The first edition sold out. Copies in Waikato bookshops, including Cambridge where there is a waiting list, went within days. There was a protest in Raglan – someone turned all the books upside down and turned all the covers in. The bookseller there reacted as only true book lovers do – they mounted a display of controversial books and planted Excommunicated in the middle.
Craig was born in Hamilton and moved to Invercargill when he was five. He spent many of his earlier years holidaying in Cambridge where he still has relatives.
“(My memories are) recent enough to still remember a lot of people but long ago enough now that I see people in the (Cambridge) street and I know they’re brethren and I know they are probably cousins of mine, but I don’t recognise who they are.”
For him there is an immense sadness.
“Look at my great great grandpa who was forced to join the church.”
Robert’s headstone is remarkably clean – others of the same vintage nearby are unkempt – leading Craig to assume there are mysterious church members who look after the outcasts or those separated from their loved ones.
William and Rhoda’s grave while not unkempt could still do with some attention. Craig feels guilty he did not bring flowers but then noted it is not something Exclusive Brethren encourage anyway.
“I see (their) grave, they had 10 kids, they lost four of them, four of them were excommunicated,” says Craig.
“The trauma everyone went through, even the ones who stayed in the church.

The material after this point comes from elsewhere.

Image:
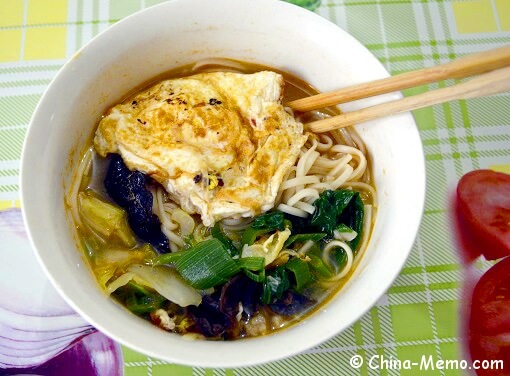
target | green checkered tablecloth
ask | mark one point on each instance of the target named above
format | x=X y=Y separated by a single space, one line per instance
x=419 y=314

“The ones who leave are free to build a new life and come to terms with the way things are.
“The ones in the church I don’t think get a chance to grieve what happened because they believe they are doing the right thing. And they shouldn’t be sad about doing the right thing, but they are sad.”

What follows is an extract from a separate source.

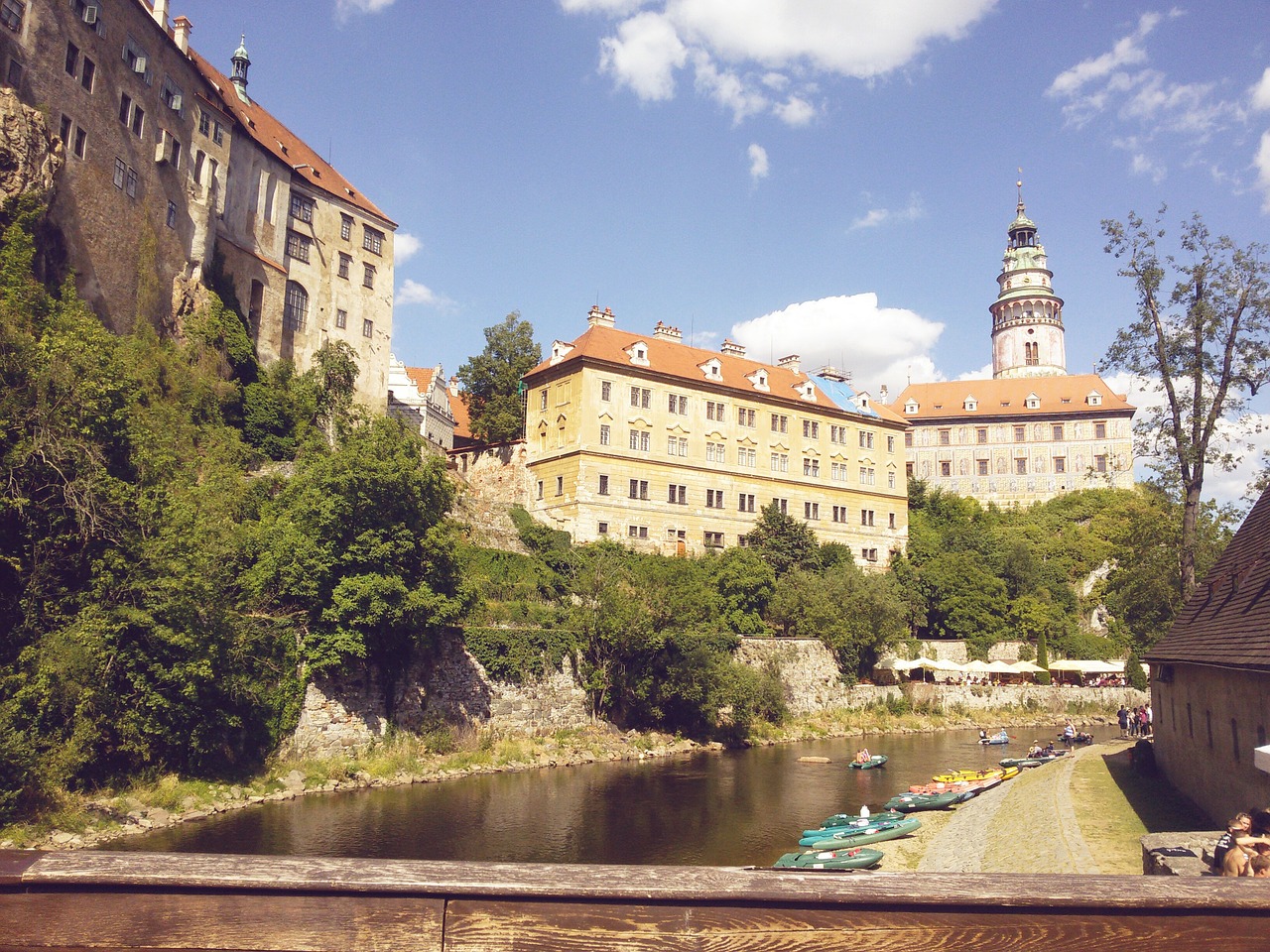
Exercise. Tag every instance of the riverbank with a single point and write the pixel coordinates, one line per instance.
(85, 821)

In a brief meeting with his parents a few years ago, they asked Craig whether he still believed in God.
“I said I wouldn’t necessarily say that I believe in God as they understand God to be.
“But I believe in love and their Bible says God is love, so what’s the difference?”

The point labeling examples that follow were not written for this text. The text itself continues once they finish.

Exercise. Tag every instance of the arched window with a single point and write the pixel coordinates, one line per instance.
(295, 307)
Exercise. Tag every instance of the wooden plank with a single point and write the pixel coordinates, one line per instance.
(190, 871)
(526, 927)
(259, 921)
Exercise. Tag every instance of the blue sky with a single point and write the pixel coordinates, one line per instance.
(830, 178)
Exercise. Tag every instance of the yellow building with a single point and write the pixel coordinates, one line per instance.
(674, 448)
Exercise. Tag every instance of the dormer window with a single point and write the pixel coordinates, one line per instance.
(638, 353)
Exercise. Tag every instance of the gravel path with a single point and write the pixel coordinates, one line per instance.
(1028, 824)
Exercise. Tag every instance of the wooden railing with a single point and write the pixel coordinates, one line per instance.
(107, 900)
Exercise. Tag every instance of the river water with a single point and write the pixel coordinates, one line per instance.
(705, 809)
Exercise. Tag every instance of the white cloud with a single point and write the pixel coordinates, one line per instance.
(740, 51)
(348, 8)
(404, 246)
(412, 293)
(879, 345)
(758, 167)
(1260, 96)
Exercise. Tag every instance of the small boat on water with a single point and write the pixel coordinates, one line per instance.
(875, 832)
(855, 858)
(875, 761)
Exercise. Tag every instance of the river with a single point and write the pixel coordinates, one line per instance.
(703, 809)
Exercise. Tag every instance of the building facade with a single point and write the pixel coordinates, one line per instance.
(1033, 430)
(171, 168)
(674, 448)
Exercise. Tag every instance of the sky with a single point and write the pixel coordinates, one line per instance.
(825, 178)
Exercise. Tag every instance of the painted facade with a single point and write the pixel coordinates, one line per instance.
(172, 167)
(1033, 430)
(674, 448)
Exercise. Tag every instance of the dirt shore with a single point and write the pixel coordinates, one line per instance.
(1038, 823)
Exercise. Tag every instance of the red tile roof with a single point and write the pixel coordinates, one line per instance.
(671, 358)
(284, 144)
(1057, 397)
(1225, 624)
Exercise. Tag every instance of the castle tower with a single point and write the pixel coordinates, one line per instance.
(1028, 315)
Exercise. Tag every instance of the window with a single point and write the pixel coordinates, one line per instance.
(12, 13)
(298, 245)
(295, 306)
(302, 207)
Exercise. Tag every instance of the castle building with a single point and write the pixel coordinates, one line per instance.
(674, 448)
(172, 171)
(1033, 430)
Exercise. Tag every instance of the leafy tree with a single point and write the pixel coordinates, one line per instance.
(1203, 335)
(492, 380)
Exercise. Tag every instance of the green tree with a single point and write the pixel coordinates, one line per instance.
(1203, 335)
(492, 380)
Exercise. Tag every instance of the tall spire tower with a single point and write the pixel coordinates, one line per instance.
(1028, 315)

Asked whether he thinks his great great grandparents Robert and Kate are somewhere together now, Craig has mixed views.
“I would hope that if they are anywhere, they are together and free of all the restrictions they lived with. There was so much control, so much fear.”
He hopes the same for all the Hoyles and their extended families whose names are littered throughout Hautapu Cemetery.
“There are Hoyles here who were in the brethren, there were Hoyles who were excommunicated from the brethren.
“I hope if they are somewhere that they are back together as one family. Not the them and us that they all suffered with when they were alive.”
When Harper Collins contacted Craig to write the book, he felt it was important to put the book out there for the record.
“One person’s story doesn’t capture the impact of a group like the brethren, because I’m just the result of what happened to my parents, their parents and their parents and (what) you can see walking around Hautapu Cemetery is that all these generations, after generations have been impacted by these restrictive religious rules. I just happen to be the latest chapter.”
Craig is in a relationship and has become a sperm donor.
“There are genetic progeny out there,” he says confirming there is at least one girl, born last year through the donor pool.
“It’s really meaningful to be able to go out and create new concepts of family, to contribute to new generations.”